News Stories

AIDS, Drugs and Prison

28/08/2008 9:00 am  <>

I heard a frantic voice on the phone, “Teacher, Teacher, Mei-ling is thrashing around on the floor and screaming while foaming at the mouth. What should I do!?” The voice belonged to Mei-ling’s mom. I told her to take Mei-ling to the emergency room, where I would meet them. Arriving at the hospital, I realized that Mei-ling had been using drugs again. By that time she was so wild that three strong men had a hard time holding her down for the nurses to put restraints on her.

Mei-ling is a 24-year old HIV-positive, pregnant drug addict who I got to know in the detention center. She was released from the center the day before I received that frantic call. HIV-positive pregnant women are released from prison at three months of pregnancy, but have to return to finish their sentences after the birth of their babies. Mei-ling celebrated the joy of her freedom by using heroin. Her baby miraculously survived the ordeal and was delivered by caesarian section six months later. The newborn baby was soon transferred to the baby center at the Garden of Mercy, where she was given HAART medication for the first six weeks of her life. Mei-ling returned to her old lifestyle.

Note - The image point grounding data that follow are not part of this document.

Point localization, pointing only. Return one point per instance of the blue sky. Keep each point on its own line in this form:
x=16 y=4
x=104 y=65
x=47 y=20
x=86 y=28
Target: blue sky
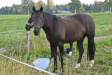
x=11 y=2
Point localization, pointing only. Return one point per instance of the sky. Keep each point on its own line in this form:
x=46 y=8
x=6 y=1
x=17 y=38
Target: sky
x=11 y=2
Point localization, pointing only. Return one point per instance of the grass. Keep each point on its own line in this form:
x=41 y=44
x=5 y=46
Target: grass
x=16 y=45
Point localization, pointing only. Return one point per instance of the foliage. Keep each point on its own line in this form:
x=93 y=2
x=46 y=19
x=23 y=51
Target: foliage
x=98 y=6
x=16 y=45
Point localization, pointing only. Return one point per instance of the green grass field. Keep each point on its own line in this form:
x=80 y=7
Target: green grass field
x=16 y=45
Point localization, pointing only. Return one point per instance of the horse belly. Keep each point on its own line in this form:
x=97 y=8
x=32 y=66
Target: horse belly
x=73 y=38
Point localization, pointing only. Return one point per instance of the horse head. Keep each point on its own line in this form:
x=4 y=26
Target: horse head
x=30 y=23
x=38 y=20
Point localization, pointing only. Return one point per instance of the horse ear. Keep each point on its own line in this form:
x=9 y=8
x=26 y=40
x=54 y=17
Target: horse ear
x=41 y=9
x=34 y=10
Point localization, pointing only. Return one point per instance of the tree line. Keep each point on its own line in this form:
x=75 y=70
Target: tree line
x=74 y=6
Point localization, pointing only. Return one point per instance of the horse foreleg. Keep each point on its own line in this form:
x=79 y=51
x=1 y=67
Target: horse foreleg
x=71 y=47
x=81 y=51
x=61 y=49
x=52 y=55
x=55 y=57
x=91 y=48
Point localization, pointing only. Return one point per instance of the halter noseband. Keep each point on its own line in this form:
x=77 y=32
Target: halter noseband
x=30 y=24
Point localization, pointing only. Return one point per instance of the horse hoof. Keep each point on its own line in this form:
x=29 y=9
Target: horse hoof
x=70 y=54
x=77 y=66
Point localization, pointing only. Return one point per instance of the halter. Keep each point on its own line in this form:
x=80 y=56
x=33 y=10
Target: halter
x=30 y=24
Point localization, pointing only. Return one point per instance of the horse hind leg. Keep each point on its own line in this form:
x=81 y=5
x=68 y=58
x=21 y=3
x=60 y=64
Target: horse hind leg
x=81 y=51
x=71 y=48
x=91 y=51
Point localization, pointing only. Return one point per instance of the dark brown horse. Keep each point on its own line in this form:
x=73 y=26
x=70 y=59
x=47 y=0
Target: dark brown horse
x=69 y=29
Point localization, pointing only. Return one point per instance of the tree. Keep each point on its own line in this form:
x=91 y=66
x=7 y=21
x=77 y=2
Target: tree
x=82 y=9
x=27 y=5
x=75 y=4
x=49 y=10
x=36 y=5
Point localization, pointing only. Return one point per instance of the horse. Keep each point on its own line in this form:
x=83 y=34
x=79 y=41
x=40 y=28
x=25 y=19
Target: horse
x=72 y=28
x=30 y=25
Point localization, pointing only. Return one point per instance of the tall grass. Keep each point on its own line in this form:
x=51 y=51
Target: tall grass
x=16 y=45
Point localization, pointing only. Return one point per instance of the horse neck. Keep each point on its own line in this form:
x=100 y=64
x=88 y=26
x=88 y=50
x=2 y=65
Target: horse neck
x=48 y=22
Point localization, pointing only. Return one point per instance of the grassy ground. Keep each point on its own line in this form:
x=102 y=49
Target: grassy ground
x=16 y=45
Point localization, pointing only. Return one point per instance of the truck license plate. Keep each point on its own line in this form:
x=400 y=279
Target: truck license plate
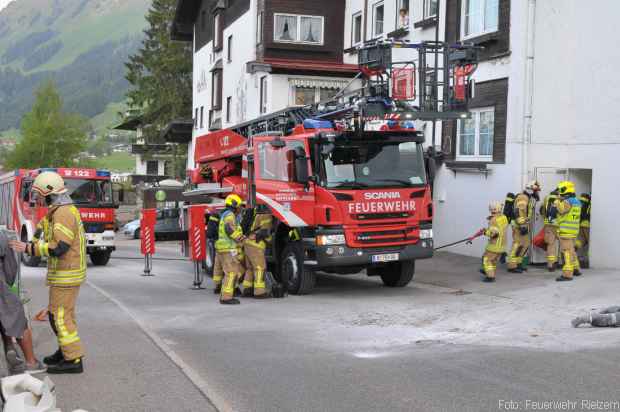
x=388 y=257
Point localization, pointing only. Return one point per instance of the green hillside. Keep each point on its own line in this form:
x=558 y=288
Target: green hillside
x=80 y=44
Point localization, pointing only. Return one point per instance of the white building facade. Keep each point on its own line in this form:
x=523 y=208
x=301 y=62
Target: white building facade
x=544 y=106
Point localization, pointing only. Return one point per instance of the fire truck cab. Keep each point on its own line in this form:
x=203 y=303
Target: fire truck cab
x=91 y=191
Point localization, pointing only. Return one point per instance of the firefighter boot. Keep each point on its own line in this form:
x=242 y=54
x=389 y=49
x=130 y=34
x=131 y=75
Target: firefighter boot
x=580 y=320
x=232 y=301
x=54 y=359
x=65 y=366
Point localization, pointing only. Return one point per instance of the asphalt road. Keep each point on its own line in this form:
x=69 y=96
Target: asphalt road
x=446 y=342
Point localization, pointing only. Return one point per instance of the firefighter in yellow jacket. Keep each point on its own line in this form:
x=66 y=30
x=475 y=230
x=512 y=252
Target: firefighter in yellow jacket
x=496 y=232
x=523 y=215
x=254 y=247
x=60 y=238
x=227 y=248
x=550 y=230
x=567 y=211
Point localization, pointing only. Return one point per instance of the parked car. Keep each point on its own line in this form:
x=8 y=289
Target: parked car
x=167 y=225
x=132 y=229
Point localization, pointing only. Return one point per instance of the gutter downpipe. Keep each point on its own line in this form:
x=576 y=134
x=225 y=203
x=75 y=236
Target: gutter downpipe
x=528 y=102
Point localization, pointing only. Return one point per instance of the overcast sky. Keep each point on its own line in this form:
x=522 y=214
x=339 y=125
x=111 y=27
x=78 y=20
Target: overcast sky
x=3 y=3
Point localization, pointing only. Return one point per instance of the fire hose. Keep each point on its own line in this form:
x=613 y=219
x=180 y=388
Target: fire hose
x=468 y=240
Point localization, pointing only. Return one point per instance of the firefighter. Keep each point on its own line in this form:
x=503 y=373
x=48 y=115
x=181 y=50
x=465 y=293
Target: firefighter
x=496 y=232
x=583 y=240
x=550 y=230
x=609 y=317
x=254 y=247
x=523 y=214
x=567 y=212
x=230 y=239
x=62 y=241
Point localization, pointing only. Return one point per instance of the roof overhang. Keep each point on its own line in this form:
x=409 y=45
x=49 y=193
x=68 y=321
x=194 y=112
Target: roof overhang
x=308 y=67
x=182 y=28
x=178 y=131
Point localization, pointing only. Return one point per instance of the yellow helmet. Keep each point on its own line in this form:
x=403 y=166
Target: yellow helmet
x=49 y=183
x=496 y=207
x=566 y=187
x=233 y=201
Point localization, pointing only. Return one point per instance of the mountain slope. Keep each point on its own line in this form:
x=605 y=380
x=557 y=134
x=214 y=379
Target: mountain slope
x=80 y=44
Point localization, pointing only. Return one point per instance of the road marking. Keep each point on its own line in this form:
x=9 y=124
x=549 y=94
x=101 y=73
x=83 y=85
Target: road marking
x=220 y=404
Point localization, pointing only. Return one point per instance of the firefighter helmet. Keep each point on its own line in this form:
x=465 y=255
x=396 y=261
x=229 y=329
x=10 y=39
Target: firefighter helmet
x=565 y=188
x=49 y=183
x=496 y=207
x=533 y=186
x=233 y=201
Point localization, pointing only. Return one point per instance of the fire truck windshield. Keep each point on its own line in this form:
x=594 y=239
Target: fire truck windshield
x=92 y=192
x=373 y=164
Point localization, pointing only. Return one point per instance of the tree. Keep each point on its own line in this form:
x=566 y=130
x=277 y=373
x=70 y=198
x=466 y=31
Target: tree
x=50 y=137
x=160 y=77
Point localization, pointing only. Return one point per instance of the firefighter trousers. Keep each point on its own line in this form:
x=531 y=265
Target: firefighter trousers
x=255 y=265
x=551 y=239
x=218 y=271
x=571 y=262
x=489 y=263
x=520 y=245
x=232 y=271
x=62 y=301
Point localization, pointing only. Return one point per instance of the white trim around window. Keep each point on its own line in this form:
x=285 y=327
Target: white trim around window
x=479 y=17
x=429 y=5
x=474 y=136
x=298 y=20
x=375 y=21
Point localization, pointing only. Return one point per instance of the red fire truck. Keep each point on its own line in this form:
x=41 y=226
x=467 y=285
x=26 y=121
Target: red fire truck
x=91 y=191
x=344 y=198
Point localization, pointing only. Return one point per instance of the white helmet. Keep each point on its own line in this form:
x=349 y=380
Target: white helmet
x=49 y=183
x=496 y=207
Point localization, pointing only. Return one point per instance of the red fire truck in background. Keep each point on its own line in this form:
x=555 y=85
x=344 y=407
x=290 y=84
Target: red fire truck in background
x=91 y=191
x=344 y=197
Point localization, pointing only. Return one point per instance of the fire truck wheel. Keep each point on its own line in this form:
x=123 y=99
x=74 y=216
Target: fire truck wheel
x=397 y=275
x=100 y=258
x=300 y=279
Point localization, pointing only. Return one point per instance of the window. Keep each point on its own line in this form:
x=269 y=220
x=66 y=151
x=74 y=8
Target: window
x=216 y=89
x=402 y=15
x=356 y=29
x=377 y=19
x=480 y=17
x=305 y=95
x=152 y=167
x=278 y=164
x=259 y=28
x=430 y=8
x=263 y=94
x=218 y=31
x=475 y=135
x=291 y=28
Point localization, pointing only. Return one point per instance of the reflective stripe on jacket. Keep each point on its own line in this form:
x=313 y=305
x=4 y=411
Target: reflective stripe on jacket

Ministering among Taiwan’s people who have HIV/AIDS is very different from when I began fourteen years ago. Today more and more women are being found to be HIV-positive. Drug addicts share needles when “shooting up” and get infected. More HIV-positive men and women land in prison, and HIV-positive drug addicted women deliver babies that they are unable to look after.

Because of these changes, my work is also different. Besides visiting AIDS patients in hospital, I also visit HIV-positive, addicts in prisons and detention centers. Some days I help the Garden of Mercy foundation in its baby center where they look after babies born to HIV-positive mothers who are either unable or unwilling to look after their babies themselves. We try to find Christian homes for those who are put up for adoption.

As I walked down the corridor of the men’s detention center, an inmate called out, “Teacher, what are you doing here!?” I looked up into the very embarrassed face of “Jack,” who I had previously met in hospital. When I first met him, he told me that he couldn’t possibly accept Jesus as his Savior. Talking with him again, I learned that he had been baptized. He told me that he had been pressured into being baptized by another Christian group that also visits the detention center. I quickly discovered that he didn’t really understand what being a Christian meant. We continued to meet once a week, and I asked prayer partners to pray for him too. Several weeks later Jack told me very humbly that he talks to the Lord at night and sometimes asks the Lord to forgive his sins. I joyfully told him: “If you have asked God to forgive your sins, he has done it, and you are a Christian!” We continued studying God’s Word together. A few weeks later one of his cellmates asked to talk to me, as he saw the way Jack had changed, reading his Bible and praying. For long periods of time nothing seems to happen in this difficult ministry, and I wonder “Is it worth it? Am I wasting my time?” Then one person comes to the Lord, and I can say, "A thousand times — YES!"